Despite these influences, Lee’s stories have a voice of their own and unfold in a rich variety of settings and decades: a dusty Latin American-seeming border town; Denver, Colorado; contemporary Britain and Berlin; an unnamed island atoll. Given that the stories were written over a long period of time (half of them originally appeared in magazines or anthologies),  I wondered whether this reflected Lee’s specific interests at specific times, or his more general interest in writing about different subjects. Or both – or neither.

‘Probably neither!’ he said. ‘There has been no particular method or scheme to it although I am glad that as a whole the collection is diverse in settings and subjects. As you say, they were written over quite a long period, so inevitably they do (in whatever warped way) reflect where I was or what else was going on besides writing.’

Several of the stories comprehensively skewer middle-class pomposity (a by-the-numbers stag night; a dinner party that threatens to go off the rails). Was this intentional? ‘Again, there’s no deliberate plan here – but you’re right, it does seem to be a recurring theme. In a way I think this sort of thing is an easy target but I suppose, as a member of the pompous middle classes, it must represent some kind of self-loathing.’

Weddings come in for some stick as well. ‘I have been to a lot of them over the last five years,’ Lee said, ‘and the dramatic potential is obvious. ‘The Starving Millions’ and ‘The Good Guy’ were written back to back so I must have been particularly obsessed with them at the time. I was best man on one occasion and the high anxiety and neurosis of that definitely fed into ‘The Good Guy’.’

Lee is also very good at exploring the unbridgeable gaps which can open up between men and women. A grey sense of disappointment pervades these stories. ‘I do seem to return to this sort of subject over and over again,’ Lee admitted, ‘quite extreme versions of man-woman unhappiness. But then I guess it’s the oldest story there is.’
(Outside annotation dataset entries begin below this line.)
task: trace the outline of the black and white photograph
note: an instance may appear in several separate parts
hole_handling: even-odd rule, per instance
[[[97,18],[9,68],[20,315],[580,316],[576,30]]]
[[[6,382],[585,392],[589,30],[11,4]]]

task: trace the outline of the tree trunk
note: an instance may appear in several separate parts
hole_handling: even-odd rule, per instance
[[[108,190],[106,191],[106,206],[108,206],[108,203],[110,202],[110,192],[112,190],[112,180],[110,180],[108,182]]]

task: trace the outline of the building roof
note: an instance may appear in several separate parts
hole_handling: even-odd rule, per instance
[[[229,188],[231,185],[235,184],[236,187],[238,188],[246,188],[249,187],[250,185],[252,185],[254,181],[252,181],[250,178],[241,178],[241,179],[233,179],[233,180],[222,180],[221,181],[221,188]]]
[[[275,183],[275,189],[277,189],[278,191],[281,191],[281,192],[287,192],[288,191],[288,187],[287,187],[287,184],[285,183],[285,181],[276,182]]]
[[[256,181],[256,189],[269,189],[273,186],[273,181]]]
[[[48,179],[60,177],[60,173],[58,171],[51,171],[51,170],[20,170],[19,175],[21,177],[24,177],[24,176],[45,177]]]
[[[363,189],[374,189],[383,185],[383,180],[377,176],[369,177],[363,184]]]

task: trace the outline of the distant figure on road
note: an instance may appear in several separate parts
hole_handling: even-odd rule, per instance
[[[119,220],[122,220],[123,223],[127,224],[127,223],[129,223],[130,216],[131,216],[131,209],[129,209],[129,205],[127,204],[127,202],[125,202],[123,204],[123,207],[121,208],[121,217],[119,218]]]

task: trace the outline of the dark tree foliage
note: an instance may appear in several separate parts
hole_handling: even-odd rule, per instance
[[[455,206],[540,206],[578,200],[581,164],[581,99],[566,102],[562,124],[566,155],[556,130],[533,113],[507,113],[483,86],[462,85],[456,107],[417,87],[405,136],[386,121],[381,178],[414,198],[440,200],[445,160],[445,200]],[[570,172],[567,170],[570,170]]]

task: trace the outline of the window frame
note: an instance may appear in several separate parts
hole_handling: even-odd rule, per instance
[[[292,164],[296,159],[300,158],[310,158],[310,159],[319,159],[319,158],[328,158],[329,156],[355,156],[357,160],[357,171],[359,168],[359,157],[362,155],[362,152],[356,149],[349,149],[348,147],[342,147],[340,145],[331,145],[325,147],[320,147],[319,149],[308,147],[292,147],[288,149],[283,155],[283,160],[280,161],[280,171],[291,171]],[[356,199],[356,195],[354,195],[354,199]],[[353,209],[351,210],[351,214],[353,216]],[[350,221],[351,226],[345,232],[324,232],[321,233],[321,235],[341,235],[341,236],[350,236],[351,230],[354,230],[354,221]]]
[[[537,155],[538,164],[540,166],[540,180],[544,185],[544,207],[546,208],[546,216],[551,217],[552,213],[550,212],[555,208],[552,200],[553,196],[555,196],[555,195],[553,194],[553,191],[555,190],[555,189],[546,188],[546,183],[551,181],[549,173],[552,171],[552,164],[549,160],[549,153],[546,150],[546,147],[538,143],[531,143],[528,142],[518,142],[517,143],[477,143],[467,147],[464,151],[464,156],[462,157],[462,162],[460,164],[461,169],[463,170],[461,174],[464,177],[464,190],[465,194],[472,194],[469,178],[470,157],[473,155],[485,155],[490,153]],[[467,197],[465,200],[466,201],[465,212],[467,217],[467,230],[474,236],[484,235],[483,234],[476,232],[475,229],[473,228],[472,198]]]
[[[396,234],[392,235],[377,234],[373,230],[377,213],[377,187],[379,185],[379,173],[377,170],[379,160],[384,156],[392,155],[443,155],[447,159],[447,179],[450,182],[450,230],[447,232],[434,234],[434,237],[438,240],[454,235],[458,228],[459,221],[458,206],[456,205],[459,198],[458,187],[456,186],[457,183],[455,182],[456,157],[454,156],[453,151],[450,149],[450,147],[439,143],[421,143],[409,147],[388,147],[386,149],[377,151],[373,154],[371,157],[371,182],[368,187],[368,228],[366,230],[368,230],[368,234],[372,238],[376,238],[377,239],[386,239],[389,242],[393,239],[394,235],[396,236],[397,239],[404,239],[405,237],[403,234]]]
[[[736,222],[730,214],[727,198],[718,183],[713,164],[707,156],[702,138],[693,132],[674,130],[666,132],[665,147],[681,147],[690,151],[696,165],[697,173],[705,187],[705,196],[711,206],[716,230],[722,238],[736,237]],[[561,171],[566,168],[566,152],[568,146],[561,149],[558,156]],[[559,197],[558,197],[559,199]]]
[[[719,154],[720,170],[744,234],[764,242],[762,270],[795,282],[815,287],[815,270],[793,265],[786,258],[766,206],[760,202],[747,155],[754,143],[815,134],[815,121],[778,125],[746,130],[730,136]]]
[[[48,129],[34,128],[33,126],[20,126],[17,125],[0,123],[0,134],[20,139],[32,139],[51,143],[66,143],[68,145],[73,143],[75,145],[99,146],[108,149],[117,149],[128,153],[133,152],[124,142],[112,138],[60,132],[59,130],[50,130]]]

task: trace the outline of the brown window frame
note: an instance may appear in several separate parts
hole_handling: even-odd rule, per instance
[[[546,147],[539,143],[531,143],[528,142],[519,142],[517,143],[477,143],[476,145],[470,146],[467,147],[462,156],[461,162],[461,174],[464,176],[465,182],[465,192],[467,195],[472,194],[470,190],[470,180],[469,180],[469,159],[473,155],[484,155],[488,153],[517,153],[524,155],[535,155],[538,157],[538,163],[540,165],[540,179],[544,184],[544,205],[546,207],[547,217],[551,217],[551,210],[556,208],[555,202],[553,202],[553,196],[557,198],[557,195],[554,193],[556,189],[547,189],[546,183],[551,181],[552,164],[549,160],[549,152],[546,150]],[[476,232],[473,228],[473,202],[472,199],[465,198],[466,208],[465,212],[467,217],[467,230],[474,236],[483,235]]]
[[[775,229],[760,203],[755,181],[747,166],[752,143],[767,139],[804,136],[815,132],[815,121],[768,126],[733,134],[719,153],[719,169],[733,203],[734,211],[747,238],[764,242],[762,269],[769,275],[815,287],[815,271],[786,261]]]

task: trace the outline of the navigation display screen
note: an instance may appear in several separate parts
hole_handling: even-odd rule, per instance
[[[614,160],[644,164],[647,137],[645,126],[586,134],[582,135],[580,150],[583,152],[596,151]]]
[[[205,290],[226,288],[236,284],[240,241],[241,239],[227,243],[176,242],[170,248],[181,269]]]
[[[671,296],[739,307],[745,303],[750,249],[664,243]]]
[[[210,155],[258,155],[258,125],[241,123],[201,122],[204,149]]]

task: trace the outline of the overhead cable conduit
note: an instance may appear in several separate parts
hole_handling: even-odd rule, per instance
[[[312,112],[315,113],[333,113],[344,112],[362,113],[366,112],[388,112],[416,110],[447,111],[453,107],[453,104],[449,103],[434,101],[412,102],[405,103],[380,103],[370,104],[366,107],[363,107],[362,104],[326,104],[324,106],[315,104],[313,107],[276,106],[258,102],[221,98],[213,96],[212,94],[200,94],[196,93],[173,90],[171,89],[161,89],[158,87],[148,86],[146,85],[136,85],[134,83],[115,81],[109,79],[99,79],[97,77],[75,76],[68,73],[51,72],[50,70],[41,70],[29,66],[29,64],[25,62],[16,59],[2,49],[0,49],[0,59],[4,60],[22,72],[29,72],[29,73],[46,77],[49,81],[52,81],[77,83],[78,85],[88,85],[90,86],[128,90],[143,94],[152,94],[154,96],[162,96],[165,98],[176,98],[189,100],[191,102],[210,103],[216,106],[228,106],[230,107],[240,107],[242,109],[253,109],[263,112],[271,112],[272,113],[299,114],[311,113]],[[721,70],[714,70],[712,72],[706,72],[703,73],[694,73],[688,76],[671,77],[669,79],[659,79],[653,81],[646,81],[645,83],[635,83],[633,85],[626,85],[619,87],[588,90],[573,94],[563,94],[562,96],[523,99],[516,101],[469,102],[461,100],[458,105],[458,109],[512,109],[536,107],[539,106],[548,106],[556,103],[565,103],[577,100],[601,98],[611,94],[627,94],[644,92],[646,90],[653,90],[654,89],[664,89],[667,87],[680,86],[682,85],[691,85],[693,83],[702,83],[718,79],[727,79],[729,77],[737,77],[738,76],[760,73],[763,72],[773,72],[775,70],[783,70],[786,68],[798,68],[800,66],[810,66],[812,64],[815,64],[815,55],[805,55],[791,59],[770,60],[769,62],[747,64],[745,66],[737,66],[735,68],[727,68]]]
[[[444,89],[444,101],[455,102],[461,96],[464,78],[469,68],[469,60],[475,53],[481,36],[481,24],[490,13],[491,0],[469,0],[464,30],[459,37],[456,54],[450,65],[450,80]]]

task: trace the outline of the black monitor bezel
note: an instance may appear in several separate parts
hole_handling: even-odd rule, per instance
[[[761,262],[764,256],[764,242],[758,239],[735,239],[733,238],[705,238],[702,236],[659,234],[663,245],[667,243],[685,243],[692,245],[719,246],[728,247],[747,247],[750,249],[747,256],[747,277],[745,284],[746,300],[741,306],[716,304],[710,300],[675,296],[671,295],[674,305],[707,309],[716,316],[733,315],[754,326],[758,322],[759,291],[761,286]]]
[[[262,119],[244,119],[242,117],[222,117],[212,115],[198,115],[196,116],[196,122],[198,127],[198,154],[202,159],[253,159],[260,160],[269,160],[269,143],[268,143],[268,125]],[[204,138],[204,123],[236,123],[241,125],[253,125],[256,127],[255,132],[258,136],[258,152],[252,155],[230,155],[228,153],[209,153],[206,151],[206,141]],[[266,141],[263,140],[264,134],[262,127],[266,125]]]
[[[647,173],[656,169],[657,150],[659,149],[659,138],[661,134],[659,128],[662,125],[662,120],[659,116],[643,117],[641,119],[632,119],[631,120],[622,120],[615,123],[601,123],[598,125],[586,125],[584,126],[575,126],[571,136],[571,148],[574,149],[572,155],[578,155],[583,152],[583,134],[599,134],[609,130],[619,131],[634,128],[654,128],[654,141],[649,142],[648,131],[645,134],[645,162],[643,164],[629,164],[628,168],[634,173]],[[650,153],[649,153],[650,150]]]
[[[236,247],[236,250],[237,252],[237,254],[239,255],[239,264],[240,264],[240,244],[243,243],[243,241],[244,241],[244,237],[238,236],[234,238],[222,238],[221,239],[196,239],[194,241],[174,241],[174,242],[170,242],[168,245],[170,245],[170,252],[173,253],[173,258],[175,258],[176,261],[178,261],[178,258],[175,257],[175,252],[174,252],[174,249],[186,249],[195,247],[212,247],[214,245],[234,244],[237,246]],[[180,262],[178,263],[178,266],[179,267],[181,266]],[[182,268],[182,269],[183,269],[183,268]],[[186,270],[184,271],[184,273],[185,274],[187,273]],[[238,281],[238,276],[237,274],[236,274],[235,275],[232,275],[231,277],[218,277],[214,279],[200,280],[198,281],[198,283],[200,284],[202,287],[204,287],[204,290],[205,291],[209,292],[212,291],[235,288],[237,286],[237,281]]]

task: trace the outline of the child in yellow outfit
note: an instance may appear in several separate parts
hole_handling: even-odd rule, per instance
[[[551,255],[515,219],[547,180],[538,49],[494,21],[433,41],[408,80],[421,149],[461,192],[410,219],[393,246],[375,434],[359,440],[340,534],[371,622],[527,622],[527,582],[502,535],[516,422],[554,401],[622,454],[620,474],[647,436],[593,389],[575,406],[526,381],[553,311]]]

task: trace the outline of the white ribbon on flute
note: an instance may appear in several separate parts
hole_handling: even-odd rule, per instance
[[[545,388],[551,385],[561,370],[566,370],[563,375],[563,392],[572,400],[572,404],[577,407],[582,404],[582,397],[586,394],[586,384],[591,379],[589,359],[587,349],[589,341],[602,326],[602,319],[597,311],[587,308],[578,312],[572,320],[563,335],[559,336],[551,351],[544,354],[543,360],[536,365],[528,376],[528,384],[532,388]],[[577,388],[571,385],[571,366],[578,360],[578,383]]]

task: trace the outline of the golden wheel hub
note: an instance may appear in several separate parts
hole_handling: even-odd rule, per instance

I noticed that sometimes the reader sometimes has to wait a while before finding out the sex of a story’s narrator – it takes three pages in ‘Border’ and eight in ‘San Francisco’. ‘There was no deliberate intention to make this ambiguous (that I can remember) and I was always sure of the sex of the narrators in my own mind. It may be a result of the fact that the stories are fairly spare – not much is spelled out – and that is just one of the details that the reader isn’t given very obviously.

‘A couple of people who read early drafts of ‘Cerology’ assumed the narrator was a man and found it confusing when that didn’t turn out to be the case later in the story. There was no good reason to leave it ambiguous so I inserted something early on that made it clear.’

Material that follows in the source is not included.